Mercia provides training, compliance and support services to accountants in practice in the Republic of Ireland and Northern Ireland. Mercia operates as two separate companies with offices in Dublin and Newry. In addition to our team on the ground here, we have the support of our 160 UK colleagues, a resource that has proved invaluable during 2020, when we succeeded in moving most of our services onto virtual platforms within weeks.

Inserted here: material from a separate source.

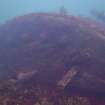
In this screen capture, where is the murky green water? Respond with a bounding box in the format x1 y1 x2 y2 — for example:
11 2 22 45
0 0 105 22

Accountants in practice are inspected regularly to ensure they are in compliance with the quality standards expected of them. Our brief is to make sure they are delivering their services to the appropriate standard and our remit covers areas such as audit, accounting, anti-money laundering, insolvency and investment business.

We tell a practice how they are getting on and, if we identify a problem, we offer a solution to address the deficiencies. We also deliver training in partnership with ACCA, and on our own, to enable practitioners to achieve their CPD requirements for the year.

At the beginning of the year we initially saw a number of compliance and training assignments stalled until practices realised they could continue virtually. It was impressive how quickly practices adapted to the virtual setting.

Similarly, practices were impressed with how quickly we moved training services online and how effective it was. Some have said they would prefer virtual training going forward because of the greater range of events we can now offer. Others would still prefer face to face, but it’s clear that virtual interactive training will have a permanent place going forward.

Practices were impressed with how quickly training services moved online and how effective it was – some have said they would prefer virtual training going forwards

My current role centres on growing Mercia in both Northern Ireland and the Republic. In this most unusual year, we made changes in a few months that would have taken 18 months for us to roll out normally.

The move to virtual work has been a revelation to many practices and to ourselves.  Even in situations where we formerly spent a number of days working in the offices of a practice, actual face-to-face interaction was often a very small part of this. It took the pandemic to make us all realise that.

Accountants, like everyone else, crave some certainty and, with a vaccine a real prospect, it is starting to look like 2021 can provide some.  When the situation normalises, all services will have to be delivered in a more flexible way.

It is clear that practices are looking at paperless solutions to their needs as employees look for more flexibility with their locations. We are developing a number of new services to allow practices to facilitate this, and we expect to be introducing the first of these in early 2021.

I had always spent quite a bit of time working from home, but not as much as in 2020. I miss the personal interaction with practitioners. On the other hand, we have all learned to adapt to Teams and Zoom very quickly.

The most important business lesson I have learned in my career is to be straight with people. Don’t sanitise the message. If there are problems, people need to know about them, and quickly.